В одном вагоне с ними ехал и новый начальник острова Врангеля — Семенчук, плотный мужчина средник лет, с фельдфебельской выправкой и хмурым, незначительным лицом. Рядом с ним стояла жена — вертлявая, безвкусно разряженная женщина с резким, скрипучим голосом и вульгарными манерами.
Но вот раздался последний звонок, пассажиры бросились в вагоны, и под нестройный хор прощальных приветствий экспресс тихо двинулся вперед.
И почти через полтора года после этого в просторном кабинете прокурора Союза исхудавшая, вконец измученная женщина взволнованно, но твердо рассказывала о кошмарных подробностях событий, происходивших на зимовке острова Врангеля, о гибели своего мужа.
Семенчук, этот мрачный, всегда почему-то нахмуренный, туго соображавший человек, очень быстро восстановил против себя зимовщиков.
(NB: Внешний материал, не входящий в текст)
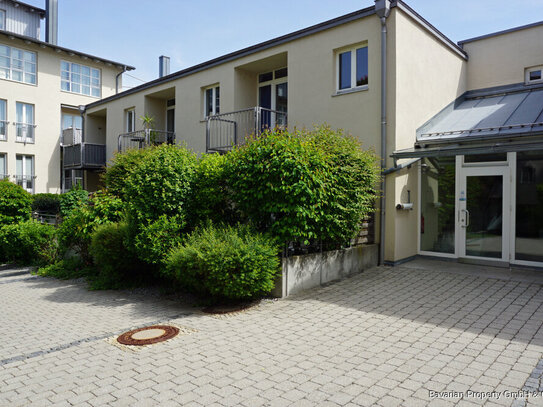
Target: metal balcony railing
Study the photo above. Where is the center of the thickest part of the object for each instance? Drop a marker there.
(4, 129)
(24, 132)
(225, 130)
(144, 138)
(84, 156)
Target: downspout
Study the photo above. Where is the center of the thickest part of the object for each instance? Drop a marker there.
(382, 9)
(117, 78)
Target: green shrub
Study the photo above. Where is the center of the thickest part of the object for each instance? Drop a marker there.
(73, 199)
(160, 183)
(28, 243)
(225, 262)
(153, 241)
(49, 203)
(15, 203)
(210, 198)
(304, 186)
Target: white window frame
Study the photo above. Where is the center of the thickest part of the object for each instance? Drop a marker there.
(130, 120)
(24, 179)
(352, 49)
(4, 123)
(214, 108)
(69, 81)
(27, 136)
(529, 71)
(28, 65)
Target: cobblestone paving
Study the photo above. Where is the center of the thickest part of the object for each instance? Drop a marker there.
(386, 337)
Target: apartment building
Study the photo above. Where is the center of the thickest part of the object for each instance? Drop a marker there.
(42, 86)
(458, 126)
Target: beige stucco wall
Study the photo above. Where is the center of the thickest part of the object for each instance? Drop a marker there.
(47, 99)
(502, 59)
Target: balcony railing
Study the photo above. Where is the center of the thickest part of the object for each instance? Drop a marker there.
(144, 138)
(24, 132)
(4, 129)
(84, 156)
(71, 136)
(225, 130)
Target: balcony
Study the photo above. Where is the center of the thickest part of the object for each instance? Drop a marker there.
(144, 138)
(225, 130)
(84, 156)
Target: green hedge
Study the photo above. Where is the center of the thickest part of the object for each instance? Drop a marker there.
(231, 262)
(15, 203)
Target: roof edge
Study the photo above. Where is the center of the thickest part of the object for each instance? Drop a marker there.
(495, 34)
(44, 44)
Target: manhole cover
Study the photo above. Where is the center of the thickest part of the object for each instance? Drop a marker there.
(148, 335)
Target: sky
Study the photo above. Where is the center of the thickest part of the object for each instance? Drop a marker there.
(137, 32)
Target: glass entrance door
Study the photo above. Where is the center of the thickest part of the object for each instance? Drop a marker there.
(483, 213)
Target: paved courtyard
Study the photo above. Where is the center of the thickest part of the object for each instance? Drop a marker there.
(403, 336)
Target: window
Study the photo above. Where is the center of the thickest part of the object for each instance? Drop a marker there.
(352, 68)
(130, 120)
(17, 65)
(25, 123)
(3, 166)
(534, 75)
(3, 121)
(25, 172)
(212, 101)
(81, 79)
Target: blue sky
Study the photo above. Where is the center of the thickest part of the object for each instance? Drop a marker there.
(137, 32)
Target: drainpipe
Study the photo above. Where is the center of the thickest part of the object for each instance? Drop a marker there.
(382, 9)
(117, 78)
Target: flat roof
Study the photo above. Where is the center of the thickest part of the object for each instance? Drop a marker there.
(44, 44)
(510, 30)
(365, 12)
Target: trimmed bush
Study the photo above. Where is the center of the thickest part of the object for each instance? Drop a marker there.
(72, 200)
(305, 185)
(28, 243)
(230, 262)
(48, 203)
(15, 203)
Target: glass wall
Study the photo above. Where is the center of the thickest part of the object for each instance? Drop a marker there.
(437, 205)
(529, 209)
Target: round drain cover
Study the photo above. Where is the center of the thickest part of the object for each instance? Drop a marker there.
(148, 335)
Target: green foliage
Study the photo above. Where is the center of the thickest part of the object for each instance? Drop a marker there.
(48, 203)
(15, 203)
(160, 183)
(304, 185)
(225, 262)
(154, 240)
(74, 233)
(72, 200)
(210, 196)
(28, 243)
(120, 167)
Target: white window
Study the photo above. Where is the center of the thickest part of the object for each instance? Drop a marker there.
(25, 123)
(81, 79)
(2, 19)
(3, 166)
(3, 121)
(130, 119)
(534, 75)
(25, 172)
(352, 68)
(212, 98)
(17, 65)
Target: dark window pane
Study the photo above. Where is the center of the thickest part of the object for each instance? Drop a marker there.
(362, 66)
(345, 70)
(437, 205)
(529, 212)
(265, 77)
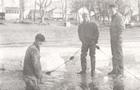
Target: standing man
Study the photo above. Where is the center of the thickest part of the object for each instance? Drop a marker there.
(32, 66)
(88, 35)
(117, 25)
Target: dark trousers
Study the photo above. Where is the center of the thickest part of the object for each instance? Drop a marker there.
(117, 56)
(31, 83)
(85, 47)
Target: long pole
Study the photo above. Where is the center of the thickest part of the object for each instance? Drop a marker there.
(34, 10)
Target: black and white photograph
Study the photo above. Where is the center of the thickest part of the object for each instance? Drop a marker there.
(69, 44)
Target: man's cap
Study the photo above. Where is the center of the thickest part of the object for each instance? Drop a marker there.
(40, 37)
(84, 14)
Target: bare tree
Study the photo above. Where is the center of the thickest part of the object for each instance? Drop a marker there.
(21, 16)
(43, 5)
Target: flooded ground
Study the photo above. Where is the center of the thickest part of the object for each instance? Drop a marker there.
(61, 44)
(66, 78)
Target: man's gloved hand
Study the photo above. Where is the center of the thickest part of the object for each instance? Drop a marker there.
(97, 47)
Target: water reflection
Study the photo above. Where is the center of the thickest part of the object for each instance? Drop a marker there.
(85, 85)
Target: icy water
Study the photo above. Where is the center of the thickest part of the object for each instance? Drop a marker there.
(12, 80)
(70, 80)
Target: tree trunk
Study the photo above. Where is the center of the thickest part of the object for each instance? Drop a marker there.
(43, 17)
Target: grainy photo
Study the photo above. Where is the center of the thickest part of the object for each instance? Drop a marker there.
(69, 44)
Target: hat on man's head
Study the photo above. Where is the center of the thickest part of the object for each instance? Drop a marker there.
(40, 37)
(113, 6)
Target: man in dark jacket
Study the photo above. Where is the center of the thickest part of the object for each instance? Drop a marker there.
(32, 67)
(88, 35)
(117, 25)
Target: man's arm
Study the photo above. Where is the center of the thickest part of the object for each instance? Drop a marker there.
(36, 63)
(120, 23)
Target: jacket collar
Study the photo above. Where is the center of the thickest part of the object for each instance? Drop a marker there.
(36, 45)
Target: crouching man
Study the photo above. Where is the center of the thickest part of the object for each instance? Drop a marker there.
(32, 66)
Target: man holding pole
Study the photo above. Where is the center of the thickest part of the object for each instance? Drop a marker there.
(88, 35)
(116, 27)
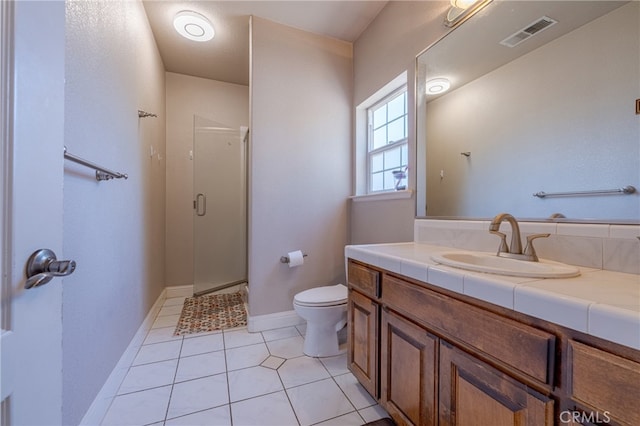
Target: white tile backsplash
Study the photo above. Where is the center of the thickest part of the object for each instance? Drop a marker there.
(599, 246)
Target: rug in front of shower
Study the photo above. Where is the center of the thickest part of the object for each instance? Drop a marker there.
(211, 312)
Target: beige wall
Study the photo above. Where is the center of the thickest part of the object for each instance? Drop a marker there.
(225, 103)
(301, 94)
(114, 230)
(385, 49)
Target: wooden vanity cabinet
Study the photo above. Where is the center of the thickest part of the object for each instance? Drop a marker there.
(408, 371)
(432, 358)
(472, 392)
(363, 314)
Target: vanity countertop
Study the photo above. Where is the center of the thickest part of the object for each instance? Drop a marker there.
(601, 303)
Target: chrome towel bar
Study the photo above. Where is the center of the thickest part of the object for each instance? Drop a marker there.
(101, 172)
(625, 190)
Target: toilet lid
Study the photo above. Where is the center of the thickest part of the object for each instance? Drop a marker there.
(322, 296)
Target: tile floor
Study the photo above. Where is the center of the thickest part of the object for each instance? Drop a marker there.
(236, 378)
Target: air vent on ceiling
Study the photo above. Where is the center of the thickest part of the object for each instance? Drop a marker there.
(528, 31)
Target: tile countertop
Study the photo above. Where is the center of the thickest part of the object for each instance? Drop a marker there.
(601, 303)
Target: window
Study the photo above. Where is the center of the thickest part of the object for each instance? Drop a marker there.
(387, 150)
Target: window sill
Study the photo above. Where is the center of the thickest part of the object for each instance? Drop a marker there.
(380, 196)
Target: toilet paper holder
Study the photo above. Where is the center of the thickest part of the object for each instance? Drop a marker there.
(285, 259)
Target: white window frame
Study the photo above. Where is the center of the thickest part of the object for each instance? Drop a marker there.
(405, 141)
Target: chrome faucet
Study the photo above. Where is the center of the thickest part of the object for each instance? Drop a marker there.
(515, 249)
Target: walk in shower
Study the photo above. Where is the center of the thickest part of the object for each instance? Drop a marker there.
(220, 205)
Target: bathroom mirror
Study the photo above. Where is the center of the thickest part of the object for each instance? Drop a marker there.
(552, 109)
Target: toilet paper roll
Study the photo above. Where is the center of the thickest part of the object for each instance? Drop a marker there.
(296, 258)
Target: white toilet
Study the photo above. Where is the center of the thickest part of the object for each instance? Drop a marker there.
(325, 310)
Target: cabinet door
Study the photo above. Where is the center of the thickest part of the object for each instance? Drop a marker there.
(474, 393)
(408, 371)
(362, 334)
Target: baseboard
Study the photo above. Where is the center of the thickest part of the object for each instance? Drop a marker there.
(271, 321)
(179, 291)
(102, 401)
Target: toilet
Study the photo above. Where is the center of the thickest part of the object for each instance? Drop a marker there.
(325, 310)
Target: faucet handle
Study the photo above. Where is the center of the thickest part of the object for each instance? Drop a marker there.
(503, 248)
(529, 249)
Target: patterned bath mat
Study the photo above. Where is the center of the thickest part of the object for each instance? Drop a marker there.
(211, 312)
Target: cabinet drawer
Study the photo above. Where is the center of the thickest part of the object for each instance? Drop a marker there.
(523, 348)
(605, 382)
(364, 279)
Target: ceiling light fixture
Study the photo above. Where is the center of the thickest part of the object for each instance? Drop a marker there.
(461, 10)
(435, 86)
(193, 26)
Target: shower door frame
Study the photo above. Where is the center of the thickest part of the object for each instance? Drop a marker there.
(206, 204)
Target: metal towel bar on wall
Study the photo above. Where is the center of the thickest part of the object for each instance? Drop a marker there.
(101, 172)
(625, 190)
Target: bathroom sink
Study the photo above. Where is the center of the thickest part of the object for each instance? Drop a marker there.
(490, 263)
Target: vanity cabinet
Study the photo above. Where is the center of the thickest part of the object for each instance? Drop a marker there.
(430, 356)
(473, 392)
(408, 371)
(362, 326)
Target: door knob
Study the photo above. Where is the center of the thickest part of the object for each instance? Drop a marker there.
(43, 266)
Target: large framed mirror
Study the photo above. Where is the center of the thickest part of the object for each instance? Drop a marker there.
(542, 99)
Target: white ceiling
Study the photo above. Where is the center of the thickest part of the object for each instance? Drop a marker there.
(226, 57)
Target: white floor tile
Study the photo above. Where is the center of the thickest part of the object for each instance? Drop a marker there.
(246, 356)
(337, 365)
(158, 352)
(287, 348)
(318, 401)
(197, 395)
(219, 416)
(351, 419)
(241, 337)
(149, 376)
(268, 410)
(280, 333)
(373, 413)
(138, 408)
(166, 321)
(252, 382)
(359, 397)
(273, 362)
(157, 335)
(302, 370)
(196, 366)
(170, 310)
(201, 344)
(174, 301)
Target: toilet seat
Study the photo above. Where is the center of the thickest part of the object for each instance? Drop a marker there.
(322, 296)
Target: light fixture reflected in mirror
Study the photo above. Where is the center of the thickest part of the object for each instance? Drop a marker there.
(461, 10)
(435, 86)
(193, 26)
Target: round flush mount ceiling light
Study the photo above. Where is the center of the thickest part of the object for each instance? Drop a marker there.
(193, 26)
(436, 86)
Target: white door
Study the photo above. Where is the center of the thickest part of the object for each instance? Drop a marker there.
(31, 174)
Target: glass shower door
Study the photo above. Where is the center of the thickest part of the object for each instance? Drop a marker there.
(220, 206)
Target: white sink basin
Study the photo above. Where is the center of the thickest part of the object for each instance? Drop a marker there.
(490, 263)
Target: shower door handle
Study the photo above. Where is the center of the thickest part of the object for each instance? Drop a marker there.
(43, 266)
(201, 204)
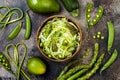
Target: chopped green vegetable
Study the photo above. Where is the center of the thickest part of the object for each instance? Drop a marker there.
(59, 38)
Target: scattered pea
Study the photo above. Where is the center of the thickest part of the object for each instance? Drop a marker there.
(94, 37)
(102, 37)
(98, 36)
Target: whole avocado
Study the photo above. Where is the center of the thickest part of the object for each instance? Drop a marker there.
(44, 6)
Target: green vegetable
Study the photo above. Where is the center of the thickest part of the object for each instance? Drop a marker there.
(15, 60)
(44, 6)
(28, 26)
(36, 66)
(95, 68)
(59, 38)
(110, 61)
(111, 35)
(72, 6)
(96, 49)
(98, 16)
(4, 62)
(15, 32)
(76, 75)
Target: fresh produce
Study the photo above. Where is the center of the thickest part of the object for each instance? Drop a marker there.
(98, 36)
(59, 38)
(93, 71)
(15, 59)
(98, 16)
(44, 6)
(15, 32)
(36, 66)
(110, 61)
(28, 26)
(6, 19)
(71, 6)
(72, 71)
(111, 35)
(67, 67)
(4, 62)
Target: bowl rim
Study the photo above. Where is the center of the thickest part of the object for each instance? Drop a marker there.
(39, 29)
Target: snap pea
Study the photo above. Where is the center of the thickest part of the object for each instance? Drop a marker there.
(15, 32)
(79, 73)
(72, 71)
(110, 61)
(96, 49)
(66, 67)
(4, 62)
(6, 18)
(72, 6)
(15, 60)
(98, 16)
(95, 68)
(28, 26)
(111, 35)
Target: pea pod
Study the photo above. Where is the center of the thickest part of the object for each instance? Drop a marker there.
(4, 62)
(110, 61)
(72, 6)
(15, 32)
(111, 35)
(28, 27)
(98, 16)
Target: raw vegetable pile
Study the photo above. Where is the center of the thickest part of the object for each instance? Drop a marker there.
(59, 38)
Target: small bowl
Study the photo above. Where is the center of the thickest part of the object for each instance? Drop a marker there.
(38, 41)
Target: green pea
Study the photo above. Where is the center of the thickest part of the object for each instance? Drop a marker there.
(94, 37)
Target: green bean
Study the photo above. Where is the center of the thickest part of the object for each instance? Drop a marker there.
(4, 62)
(15, 32)
(14, 20)
(6, 18)
(16, 63)
(110, 61)
(95, 68)
(28, 27)
(111, 35)
(79, 73)
(97, 17)
(96, 49)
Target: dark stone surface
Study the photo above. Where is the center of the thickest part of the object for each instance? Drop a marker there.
(111, 13)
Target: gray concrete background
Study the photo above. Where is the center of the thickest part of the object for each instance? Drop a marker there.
(111, 13)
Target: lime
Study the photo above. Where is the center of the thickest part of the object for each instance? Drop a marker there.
(36, 66)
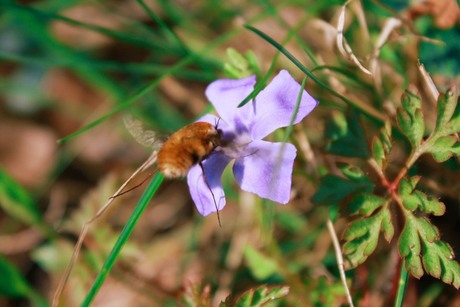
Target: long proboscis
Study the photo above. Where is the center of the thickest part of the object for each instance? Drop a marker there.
(150, 161)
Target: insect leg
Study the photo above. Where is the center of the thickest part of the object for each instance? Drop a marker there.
(85, 228)
(213, 197)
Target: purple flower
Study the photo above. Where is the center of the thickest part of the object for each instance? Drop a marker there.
(261, 167)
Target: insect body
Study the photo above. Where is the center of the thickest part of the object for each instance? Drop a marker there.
(187, 147)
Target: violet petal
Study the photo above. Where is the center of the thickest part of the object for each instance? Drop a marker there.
(227, 94)
(204, 200)
(274, 106)
(266, 170)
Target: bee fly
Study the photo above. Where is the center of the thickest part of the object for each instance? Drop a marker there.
(185, 148)
(189, 146)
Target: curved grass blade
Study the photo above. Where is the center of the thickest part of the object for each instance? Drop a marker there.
(149, 87)
(401, 286)
(367, 109)
(261, 84)
(164, 26)
(124, 236)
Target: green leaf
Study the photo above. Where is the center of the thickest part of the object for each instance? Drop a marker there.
(444, 147)
(195, 295)
(410, 118)
(439, 262)
(362, 236)
(365, 204)
(334, 189)
(261, 266)
(413, 199)
(447, 104)
(239, 66)
(17, 202)
(419, 245)
(346, 135)
(291, 221)
(14, 284)
(326, 292)
(381, 147)
(257, 297)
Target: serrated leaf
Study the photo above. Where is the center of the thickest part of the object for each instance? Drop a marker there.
(381, 147)
(413, 199)
(365, 204)
(260, 265)
(444, 147)
(446, 105)
(438, 261)
(455, 120)
(436, 256)
(362, 236)
(346, 135)
(378, 152)
(333, 189)
(257, 297)
(410, 118)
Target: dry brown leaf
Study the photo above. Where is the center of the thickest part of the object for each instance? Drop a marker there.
(27, 151)
(444, 12)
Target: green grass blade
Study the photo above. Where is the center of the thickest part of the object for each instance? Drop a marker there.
(401, 287)
(149, 87)
(124, 236)
(164, 26)
(365, 108)
(296, 110)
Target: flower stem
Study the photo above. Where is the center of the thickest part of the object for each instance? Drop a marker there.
(124, 236)
(403, 277)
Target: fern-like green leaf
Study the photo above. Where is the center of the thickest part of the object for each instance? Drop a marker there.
(410, 118)
(413, 199)
(421, 248)
(362, 236)
(444, 147)
(334, 189)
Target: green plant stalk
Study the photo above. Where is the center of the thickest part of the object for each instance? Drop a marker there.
(365, 108)
(401, 286)
(124, 236)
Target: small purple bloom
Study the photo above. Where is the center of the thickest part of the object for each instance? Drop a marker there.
(261, 167)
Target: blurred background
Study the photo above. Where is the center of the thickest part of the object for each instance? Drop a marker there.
(66, 64)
Его не любили. Ему не верили. Но его боялись.
Жена Семенчука еще более обостряла отношения. Эта накрашенная, разряженная «барыня» сразу почувствовала себя «начальницей». Она потребовала даже, чтобы к ней обращались не иначе, как со словами «товарищ начальница».
Она вмешивалась во все дела, отдавала распоряжения, мешала работать. Супруги идеально дополняли друг друга. И еще во Владивостоке к ним примкнул биолог Вакуленко, ставший правой рукой Семенчука и нежным другом его супруги. Пьяница, наушник и интриган, Вакуленко оказался этой паре вполне под стать. Он охотно принял на себя обязанности шпиона и фискала и исправно докладывал Семенчуку о настроениях зимовщиков.
— Ну, скажи, а которые против меня? — обычно спрашивал Семенчук.
— Вульфсоны ненадежны, Константин Дмитриевич, — сладким шепотком докладывал Вакуленко, — беспокойный народ. И к тому же жиды, обратите внимание…
На острове Врангеля Семенчук развернулся во всю ширь. Льды, море, наивные, доверчивые, как дети, эскимосы. Они плакали, провожая бывшего начальника острова Минеева. Они гурьбой провожали его на пароход. Их дети со слезами тащили Минеева за рукава обратно. Дети не хотели его отпускать. Они любили его и были к нему привязаны, как любят и привязываются в Арктике, где суровая природа особенно сближает и роднит людей.
Минеев оставил зимовку в отличном состоянии. При нем остров Врангеля был подлинно большевистским форпостом в далеких ледяных просторах.
Еще труба парохода, увозившего Минеева, маячила на горизонте, а уж Семенчук, держа руку на открытой кобуре нагана, произнес свою первую декларацию:
— Начальник теперь я. Имею полномочия. Вплоть до расстрела. Щадить не буду.
Трудно описать все безобразия и преступления, которые творил Семенчук.
Он сорвал охоту на моржей. Он не давал эскимосам катера и не разрешал выезжать в море. Зимовщикам он срывал научную работу. Мясо, оставленное Минеевым, из-за нераспорядительности Семенчука погибло. И население острова начало голодать.
Запасы продовольствия были огромны, их хватило бы на несколько лет. Семенчук был обязан снабжать эскимосов. Но он им в этом отказывал.
— Не ваше дело! — грохотал Семенчук, когда Вульфсон упрашивал его помочь эскимосам. — Я здесь начальник, а не вы. Эскимосы — лодыри. Пусть жрут тухлое мясо. Ничего не дам.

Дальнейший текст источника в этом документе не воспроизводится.